The goal is not to replace human analysts, but to serve as a **productivity multiplier**—reducing time spent reading dense disclosures and surfacing the most important risk narratives more quickly.

### Next Steps

- **Validate with Human Analysts**  
  Collaborate with subject-matter experts to test the usefulness and trustworthiness of the generated summaries. Analyst feedback will guide refinement of prompts, output tone, and integration into real workflows.

- **Refine Prompting and Evaluation**  
  Continue iterating on the LLM prompt design to improve specificity, reduce repetition, and align outputs with internal standards and expectations.

- **Incorporate Dynamic Context** *(Planned)*  
  Expand the model’s situational awareness by integrating:
  - **Live market data** (e.g., commodity prices, interest rates)
  - **Recent news and headlines** relevant to disclosed risks
  - **Macro and geopolitical trends** to contextualize risk impact  
  This would allow the tool to surface which risks are not only stated but **currently active or evolving**.

- **Automate Ingestion**  
  Replace manual uploads with automated ingestion of 10-K filings from sources like the SEC EDGAR system (HTML, XBRL, or PDF) to support scaling across companies and filings.

- **Enable Risk Classification & Tagging**  
  Add functionality to group and label risks by category (e.g., regulatory, supply chain, operational), enabling integration with dashboards or portfolio monitoring systems.

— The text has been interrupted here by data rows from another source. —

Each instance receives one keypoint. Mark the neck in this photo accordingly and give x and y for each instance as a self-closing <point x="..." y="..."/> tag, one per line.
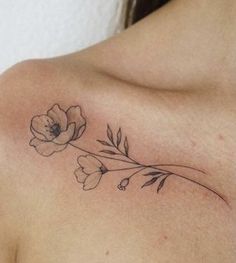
<point x="183" y="45"/>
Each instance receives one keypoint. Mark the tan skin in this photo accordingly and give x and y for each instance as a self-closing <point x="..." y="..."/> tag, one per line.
<point x="169" y="82"/>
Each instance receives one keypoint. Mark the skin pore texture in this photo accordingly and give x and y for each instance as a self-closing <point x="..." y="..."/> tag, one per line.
<point x="169" y="83"/>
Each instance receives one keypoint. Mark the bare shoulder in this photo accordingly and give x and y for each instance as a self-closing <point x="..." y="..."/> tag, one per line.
<point x="76" y="144"/>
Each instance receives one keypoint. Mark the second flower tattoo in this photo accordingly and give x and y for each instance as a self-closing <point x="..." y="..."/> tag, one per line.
<point x="58" y="128"/>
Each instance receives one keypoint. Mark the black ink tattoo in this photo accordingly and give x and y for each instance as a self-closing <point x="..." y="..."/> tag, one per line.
<point x="57" y="129"/>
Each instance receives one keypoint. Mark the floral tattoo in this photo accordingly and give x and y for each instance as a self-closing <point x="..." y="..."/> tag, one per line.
<point x="58" y="128"/>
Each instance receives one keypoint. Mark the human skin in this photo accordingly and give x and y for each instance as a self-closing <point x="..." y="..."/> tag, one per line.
<point x="169" y="82"/>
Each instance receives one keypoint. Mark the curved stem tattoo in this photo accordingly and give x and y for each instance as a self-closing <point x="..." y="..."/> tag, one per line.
<point x="57" y="129"/>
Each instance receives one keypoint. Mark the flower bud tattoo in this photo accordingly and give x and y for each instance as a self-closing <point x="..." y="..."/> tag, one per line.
<point x="54" y="131"/>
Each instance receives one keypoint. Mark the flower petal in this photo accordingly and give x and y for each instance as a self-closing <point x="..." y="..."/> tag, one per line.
<point x="74" y="115"/>
<point x="40" y="127"/>
<point x="65" y="136"/>
<point x="89" y="164"/>
<point x="80" y="175"/>
<point x="59" y="116"/>
<point x="92" y="181"/>
<point x="46" y="148"/>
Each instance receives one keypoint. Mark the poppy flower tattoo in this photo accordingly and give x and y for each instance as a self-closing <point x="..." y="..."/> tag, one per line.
<point x="54" y="131"/>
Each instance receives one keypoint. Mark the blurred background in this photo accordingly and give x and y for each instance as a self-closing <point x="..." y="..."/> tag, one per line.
<point x="47" y="28"/>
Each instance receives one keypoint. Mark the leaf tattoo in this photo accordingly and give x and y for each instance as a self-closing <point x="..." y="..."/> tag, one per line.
<point x="54" y="131"/>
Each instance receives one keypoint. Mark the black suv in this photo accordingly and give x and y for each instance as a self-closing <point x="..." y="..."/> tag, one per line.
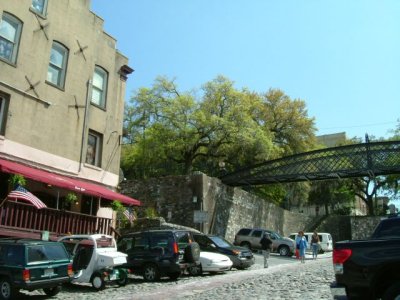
<point x="33" y="264"/>
<point x="156" y="253"/>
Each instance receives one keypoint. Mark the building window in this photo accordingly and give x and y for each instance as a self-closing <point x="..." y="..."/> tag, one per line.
<point x="57" y="65"/>
<point x="93" y="152"/>
<point x="99" y="87"/>
<point x="3" y="114"/>
<point x="10" y="33"/>
<point x="39" y="6"/>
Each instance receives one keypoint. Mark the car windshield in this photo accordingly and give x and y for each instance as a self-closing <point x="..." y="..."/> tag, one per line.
<point x="105" y="242"/>
<point x="39" y="253"/>
<point x="276" y="235"/>
<point x="220" y="242"/>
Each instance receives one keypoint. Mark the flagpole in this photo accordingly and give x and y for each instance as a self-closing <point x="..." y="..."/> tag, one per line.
<point x="3" y="201"/>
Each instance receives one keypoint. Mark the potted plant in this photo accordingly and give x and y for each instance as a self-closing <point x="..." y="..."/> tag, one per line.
<point x="71" y="198"/>
<point x="17" y="179"/>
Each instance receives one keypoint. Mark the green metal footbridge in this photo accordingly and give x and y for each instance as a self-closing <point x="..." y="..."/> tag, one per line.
<point x="358" y="160"/>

This lays the groundwork for a practical AI-powered risk assistant that can accelerate risk review, surface emerging exposures, and scale intelligently across coverage areas.


---

> **Disclaimer:**  
> This analysis is part of a prototype and was generated using a large language model. The accuracy and completeness of the summaries have not been independently validated and should not be relied upon to assess the actual business risks faced by Caterpillar Inc. or any other entity. This tool is intended for demonstration and exploratory purposes only.